Днем наш поезд прибыл в Стокгольм. Нам очень хотелось выйти на перрон и посмотреть хоть частичку столицы Швеции, но в тамбуре стояли откормленные, как боровы, полицаи с круглыми, как огромный арбуз, мордами, с белыми дубинками в руках. Они строго запретили нам выходить из вагонов. К поезду подошло много народа — шведов, мужчин и женщин. Все они с улыбками радости встречали нас. Отношение народа к нам было дружелюбное. Но мы заметили и разницу между народом Швеции и Норвегии. Здесь приветствия выражались в каких-то ограничительных рамках — по-видимому, людям не разрешалось проявлять к нам особую симпатию. В отношениях с норвежцами у нас была большая искренняя дружба. Нас объединяла общая трагическая судьба — война, зверства фашистов и совместная борьба против них. После освобождения норвежский народ выражал нам, как родным, свои доброжелательные чувства. Здесь было совсем другое. Да и по внешнему виду шведы отличались от норвежцев. Было хорошо видно, что их не коснулась своим крылом война. У норвежского народа были изможденные лица и скромные одежды, а здесь во всем виделось изобилие и сытость. В особенности эти сытость и откормленность заметны были на лицах полицейских, которые сновали вдоль эшелона и отгоняли шведов от окон вагонов. Полицейские запрещали народу с нами разговаривать. Стоял я у окна и думал: да, это другая страна, здесь иной мир. Здесь основой государства, как и в Германии, является полицейская дубинка. Бежавшие сюда из Норвегии фашистские преступники найдут здесь гораздо лучший прием, чем мы. Интересно, думал я, знает ли шведский народ, что все военные и гражданские преступники, набив чемоданы золотом и норвежскими кронами, бежали сюда и уже обосновались здесь. Благо граница между Швецией и Норвегией была открыта. Позднее я внимательно следил за сообщениями в газетах из Швеции. И не было ни одного сообщения о том, что шведское правительство обнаружило бежавших из Норвегии в их страну фашистских преступников и привлекло их к суду. А ведь их бежали сюда тысячи. Немецких солдат направили в Берген, а затем морем перевезли в Англию, в лагеря военнопленных. А видные фашистские генералы, эсэсовцы и крупные чиновники, ограбив норвежские банки, бежали в Швецию. Даже мы, военнопленные, об этом знали, а шведское правительство, выходит, не знало? Мои раздумья были прерваны небольшим событием.
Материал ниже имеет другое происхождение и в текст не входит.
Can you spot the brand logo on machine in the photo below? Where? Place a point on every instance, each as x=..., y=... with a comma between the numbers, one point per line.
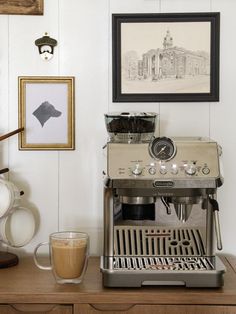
x=163, y=184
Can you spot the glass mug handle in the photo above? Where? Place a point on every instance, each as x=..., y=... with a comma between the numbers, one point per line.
x=35, y=257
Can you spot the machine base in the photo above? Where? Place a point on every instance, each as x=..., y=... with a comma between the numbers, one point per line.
x=189, y=278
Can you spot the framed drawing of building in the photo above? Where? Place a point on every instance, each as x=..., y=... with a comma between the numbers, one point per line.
x=165, y=57
x=46, y=113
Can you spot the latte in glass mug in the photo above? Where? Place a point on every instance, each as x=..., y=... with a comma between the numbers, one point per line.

К дверям каждого вагона подошли группы мужчин и женщин с красными крестами на рукавах. За ними носильщики катили какие-то тележки, загруженные пакетами — продуктами. Часть шведов поднялась в тамбур и начала раздавать нам эти пакеты, строго по количеству едущих в вагоне. Оказывается, они уже заранее знали, сколько едет людей в каждом вагоне. Предупредили нас, что каждому по пакету. Пакеты эти были очень богатые как по количеству, так и по качеству. Здесь были банки мясных и рыбных консервов, большие куски копченой колбасы, куски сыра, банки паштета, шоколад, конфеты, сигареты, буханки белого хлеба. В общем, подарки шведского Красного Креста были богатые, и мы им были очень благодарны.

Раздался свисток, звонок, и наш поезд тронулся. Все мы молча начали потрошить пакеты, а потом раздались восклицания: «Ого, вот спасибо шведам! Да, видать, шведы живут хорошо! Война им известна только понаслышке!»

На следующий день прибыли мы на берег Ботнического залива в порт Евле. Здесь нас погрузили на пароход и переправили в Финляндию в порт Раума. Здесь снова выгрузка. Построились мы в колонну и пошагали в какой-то городок.

Разместили нас в каком-то сарае, не совсем комфортабельно. Обед тоже был более чем скромный. Стало ясно, что мы прибыли в края, где была война. После обеда мы уже колонной по команде «шагом марш» шагали по финской земле. Прибыли мы на железнодорожную станцию, нас погрузили теперь уже в товарные вагоны, и двинулись мы дальше в путь, на Родину.

Глава 3

На следующий день, часов в 12 дня, мы пересекли советско-финскую границу в районе г. Выборга, здесь эшелон был остановлен. Подошли пограничники и сразу же потребовали сдать оружие. Сдали мы пистолеты, у кого были. Я с неохотой отдал свой «Вальтер», который отдал мне комендант лагеря капитан Свобода, когда мы разоружали охрану лагеря. Мне очень хотелось оставить его себе на память об этом нашем бескровном восстании. Ну, ничего не поделаешь — пришлось отдать.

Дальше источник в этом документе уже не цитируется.